By Michelle Krasodomski

Technology has taken over so many aspects of the golf game, from the equipment used to the golf carts driven and, in result, something has started disappearing from the rich history of the game; caddies. They could, however, be making a comeback.

In efforts to bring caddying back to golf courses across the nation, the Western Golf Association (WGA) is pushing new initiatives and plans to focus on introducing caddying at a young age, and especially to young women.

In 2012, the WGA Caddie Academy was launched at country clubs on Chicago’s North Shore to provide young women, who wouldn’t otherwise have an opportunity to work at a golf course, the chance to do so. But the academy, which recruits young women, and especially minorities, who are economically disadvantaged, offers much more than learning how to caddie. Participants learn life lessons from being around role models and successful professionals on the golf course, and off the course are able to see the city of Chicago and learn more about college from guest speakers.

This year, the academy grew to 22 participants, three of which were from Southern California.

With no prior exposure to the game of golf, high school sophomores Christiana Abarca, Sarahi Ortiz and Kezia Setiawan (pictured) flew to Chicago for a seven-week crash course in caddying, which turned out to be much more than that. “A life changing adventure” is how the girls collectively describe their time at the Caddie Academy. Despite their initial fears, and tears, the girls look back on their experience and agree it was a summer well spent.

All three caddied at Onwentsia GC, an 18-hole golf course located in Lake Forest, Ill. On a typical day, the girls would spend more than nine hours at the golf course, looping at least twice, sometimes more.

“It was hard work,” said Sarahi, explaining that it was her first real job. “I knew nothing about golf before, so working on a golf course all day was a challenge at first.”

When describing why the Caddie Academy was launched, Mike Maher, associate director of education for the WGA, stated that caddying is one of the best summer jobs for anyone.

“The girls take away so much,” Maher said. “They experience group living, forming new friendships, communicating with members at the club. It’s a lot more than just golf.”

Other programming fit into the schedule too, including trips to the Navy Pier, a boat tour of Chicago, Shakespeare in the Park, guest speakers and more. In the future, Maher stated that they hope to provide attendees with SAT and ACT prep classes as well.

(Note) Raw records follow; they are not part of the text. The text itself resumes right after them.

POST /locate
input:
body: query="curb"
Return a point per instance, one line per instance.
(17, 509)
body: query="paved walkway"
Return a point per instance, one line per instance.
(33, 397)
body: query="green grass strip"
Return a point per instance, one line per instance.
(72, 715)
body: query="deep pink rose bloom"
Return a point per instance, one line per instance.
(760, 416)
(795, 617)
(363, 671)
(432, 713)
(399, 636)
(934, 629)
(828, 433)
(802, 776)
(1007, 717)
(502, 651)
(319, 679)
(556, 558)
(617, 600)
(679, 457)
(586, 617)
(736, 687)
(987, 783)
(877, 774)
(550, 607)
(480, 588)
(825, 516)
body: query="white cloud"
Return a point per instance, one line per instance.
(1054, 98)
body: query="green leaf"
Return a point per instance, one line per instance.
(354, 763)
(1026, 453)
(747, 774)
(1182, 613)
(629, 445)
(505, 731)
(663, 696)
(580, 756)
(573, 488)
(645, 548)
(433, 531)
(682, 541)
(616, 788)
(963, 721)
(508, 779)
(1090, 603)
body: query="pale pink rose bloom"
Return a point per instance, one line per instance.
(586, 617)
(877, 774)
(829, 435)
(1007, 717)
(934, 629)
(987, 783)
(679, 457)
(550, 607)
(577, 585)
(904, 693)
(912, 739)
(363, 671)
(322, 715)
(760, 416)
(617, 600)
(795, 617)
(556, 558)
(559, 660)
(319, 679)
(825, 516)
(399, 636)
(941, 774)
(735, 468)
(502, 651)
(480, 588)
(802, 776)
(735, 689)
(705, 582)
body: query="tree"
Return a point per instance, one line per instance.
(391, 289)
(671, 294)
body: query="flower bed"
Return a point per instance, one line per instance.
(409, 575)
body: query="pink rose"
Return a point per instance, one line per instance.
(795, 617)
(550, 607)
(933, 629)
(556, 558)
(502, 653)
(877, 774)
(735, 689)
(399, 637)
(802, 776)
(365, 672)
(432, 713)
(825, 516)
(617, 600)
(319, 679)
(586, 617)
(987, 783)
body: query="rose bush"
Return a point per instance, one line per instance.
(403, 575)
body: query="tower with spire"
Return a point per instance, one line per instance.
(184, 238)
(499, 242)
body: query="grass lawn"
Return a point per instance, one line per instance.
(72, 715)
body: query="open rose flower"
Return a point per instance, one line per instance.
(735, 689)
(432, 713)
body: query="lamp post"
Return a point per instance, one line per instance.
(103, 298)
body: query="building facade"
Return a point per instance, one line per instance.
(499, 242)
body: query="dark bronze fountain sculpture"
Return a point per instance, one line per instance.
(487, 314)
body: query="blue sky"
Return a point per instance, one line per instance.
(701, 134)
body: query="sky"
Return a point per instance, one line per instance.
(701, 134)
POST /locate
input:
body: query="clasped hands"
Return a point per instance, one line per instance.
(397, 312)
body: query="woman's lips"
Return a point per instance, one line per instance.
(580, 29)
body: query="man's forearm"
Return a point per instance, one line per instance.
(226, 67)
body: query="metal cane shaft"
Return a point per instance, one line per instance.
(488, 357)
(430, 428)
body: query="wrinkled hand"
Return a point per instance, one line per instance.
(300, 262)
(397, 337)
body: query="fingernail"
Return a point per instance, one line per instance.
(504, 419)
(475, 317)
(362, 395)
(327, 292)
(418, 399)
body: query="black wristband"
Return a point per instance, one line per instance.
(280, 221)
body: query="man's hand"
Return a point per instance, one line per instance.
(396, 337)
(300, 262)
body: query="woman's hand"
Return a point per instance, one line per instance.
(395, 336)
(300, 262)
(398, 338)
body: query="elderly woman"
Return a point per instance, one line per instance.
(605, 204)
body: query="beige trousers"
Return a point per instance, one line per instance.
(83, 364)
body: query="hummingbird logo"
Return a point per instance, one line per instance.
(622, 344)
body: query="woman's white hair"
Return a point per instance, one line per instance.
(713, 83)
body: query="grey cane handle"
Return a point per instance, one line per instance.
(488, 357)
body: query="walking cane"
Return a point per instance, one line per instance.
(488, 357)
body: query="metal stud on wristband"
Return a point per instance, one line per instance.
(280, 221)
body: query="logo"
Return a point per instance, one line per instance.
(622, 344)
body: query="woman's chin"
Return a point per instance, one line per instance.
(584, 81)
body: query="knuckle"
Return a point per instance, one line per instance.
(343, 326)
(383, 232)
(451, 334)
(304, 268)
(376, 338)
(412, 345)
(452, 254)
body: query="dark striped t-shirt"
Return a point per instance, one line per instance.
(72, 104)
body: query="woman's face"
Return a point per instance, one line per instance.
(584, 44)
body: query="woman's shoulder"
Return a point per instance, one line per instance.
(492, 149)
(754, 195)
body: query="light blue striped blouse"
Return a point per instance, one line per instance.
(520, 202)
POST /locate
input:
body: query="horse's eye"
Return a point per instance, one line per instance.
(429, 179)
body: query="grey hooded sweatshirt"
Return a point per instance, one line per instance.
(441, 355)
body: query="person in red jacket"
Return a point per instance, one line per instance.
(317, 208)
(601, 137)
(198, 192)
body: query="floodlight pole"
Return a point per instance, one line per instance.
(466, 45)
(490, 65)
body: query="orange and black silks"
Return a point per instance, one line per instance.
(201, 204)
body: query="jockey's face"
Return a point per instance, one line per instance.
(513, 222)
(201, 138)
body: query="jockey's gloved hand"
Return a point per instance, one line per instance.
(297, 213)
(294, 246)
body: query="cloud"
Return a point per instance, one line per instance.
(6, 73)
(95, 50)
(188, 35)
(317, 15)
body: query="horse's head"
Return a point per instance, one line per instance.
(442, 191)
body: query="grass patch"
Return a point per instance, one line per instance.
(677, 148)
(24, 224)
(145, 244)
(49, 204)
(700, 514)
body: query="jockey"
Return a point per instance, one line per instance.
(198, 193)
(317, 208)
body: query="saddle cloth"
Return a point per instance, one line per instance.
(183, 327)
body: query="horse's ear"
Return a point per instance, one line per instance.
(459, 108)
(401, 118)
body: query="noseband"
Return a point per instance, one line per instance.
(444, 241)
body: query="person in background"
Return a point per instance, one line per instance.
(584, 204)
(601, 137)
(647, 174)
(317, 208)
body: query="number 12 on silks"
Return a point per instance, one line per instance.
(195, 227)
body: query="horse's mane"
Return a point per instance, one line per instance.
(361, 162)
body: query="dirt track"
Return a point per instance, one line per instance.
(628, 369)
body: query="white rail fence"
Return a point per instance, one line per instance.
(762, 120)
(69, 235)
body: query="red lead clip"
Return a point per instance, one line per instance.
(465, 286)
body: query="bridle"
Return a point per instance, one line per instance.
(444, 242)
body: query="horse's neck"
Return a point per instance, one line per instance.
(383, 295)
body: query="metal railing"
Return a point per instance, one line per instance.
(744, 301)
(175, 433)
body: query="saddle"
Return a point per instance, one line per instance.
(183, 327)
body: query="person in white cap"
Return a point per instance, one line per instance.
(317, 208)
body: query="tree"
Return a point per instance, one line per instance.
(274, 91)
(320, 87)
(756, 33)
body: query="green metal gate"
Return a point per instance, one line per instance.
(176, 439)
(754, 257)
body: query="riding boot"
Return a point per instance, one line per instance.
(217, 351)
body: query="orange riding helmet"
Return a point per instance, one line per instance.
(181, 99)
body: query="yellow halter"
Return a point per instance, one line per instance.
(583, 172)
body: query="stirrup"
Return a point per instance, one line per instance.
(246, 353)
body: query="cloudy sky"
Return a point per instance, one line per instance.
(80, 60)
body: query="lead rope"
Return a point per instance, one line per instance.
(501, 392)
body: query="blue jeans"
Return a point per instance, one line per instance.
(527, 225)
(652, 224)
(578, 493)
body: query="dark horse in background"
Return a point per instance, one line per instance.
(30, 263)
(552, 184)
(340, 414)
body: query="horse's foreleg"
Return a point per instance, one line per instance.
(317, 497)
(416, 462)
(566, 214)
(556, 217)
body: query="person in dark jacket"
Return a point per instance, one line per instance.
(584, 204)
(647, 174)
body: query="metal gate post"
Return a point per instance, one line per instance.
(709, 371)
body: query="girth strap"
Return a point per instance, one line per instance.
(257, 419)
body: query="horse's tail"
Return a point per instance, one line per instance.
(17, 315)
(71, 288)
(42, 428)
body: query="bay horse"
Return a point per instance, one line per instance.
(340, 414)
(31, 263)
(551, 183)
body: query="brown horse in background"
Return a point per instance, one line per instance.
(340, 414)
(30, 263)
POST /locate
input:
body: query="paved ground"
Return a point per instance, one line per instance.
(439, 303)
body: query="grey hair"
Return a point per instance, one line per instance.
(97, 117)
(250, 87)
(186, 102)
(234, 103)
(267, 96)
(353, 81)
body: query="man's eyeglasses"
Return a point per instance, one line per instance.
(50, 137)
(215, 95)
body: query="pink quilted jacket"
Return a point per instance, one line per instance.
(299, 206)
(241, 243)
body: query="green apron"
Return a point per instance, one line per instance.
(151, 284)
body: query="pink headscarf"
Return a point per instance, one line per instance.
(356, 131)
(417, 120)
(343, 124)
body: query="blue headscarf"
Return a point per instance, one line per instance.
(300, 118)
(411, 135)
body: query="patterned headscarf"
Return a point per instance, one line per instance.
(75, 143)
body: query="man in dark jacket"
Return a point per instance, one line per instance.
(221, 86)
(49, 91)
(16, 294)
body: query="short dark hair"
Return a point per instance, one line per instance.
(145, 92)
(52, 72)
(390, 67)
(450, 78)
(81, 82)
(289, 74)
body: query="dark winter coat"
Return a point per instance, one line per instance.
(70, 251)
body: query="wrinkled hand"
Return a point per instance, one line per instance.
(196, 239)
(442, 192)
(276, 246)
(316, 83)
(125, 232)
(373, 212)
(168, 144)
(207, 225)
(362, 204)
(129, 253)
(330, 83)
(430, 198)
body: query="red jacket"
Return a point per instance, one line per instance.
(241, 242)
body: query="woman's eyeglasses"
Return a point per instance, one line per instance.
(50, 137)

Kezia, Christiana and Sarahi all agreed that college is important for their future, so the three are excited about the opportunity to attend the academy again next year.

“I learned a lot about myself,” explained Kezia. “It’s nice to work hard and have an experience that’s life changing. I’m really excited for college now.”

Each girl that participated in the Caddie Academy is invited back the following year, depending on academics, and will have the ability to apply for the Chick Evans Caddie Scholarship their senior year. Applicants must have a strong caddie record, excellent academics, demonstrate financial need and outstanding character. Those selected receive a four-year college scholarship, with most participants attending one of 14 universities with an Evans Scholars House. More information about the scholarship can be found here.

“We now understand golf and caught ourselves commenting on a televised PGA TOUR event during our trip home,” said Christiana. “It’s exciting that we learned so much about something so foreign to us and we look forward to going back next year.”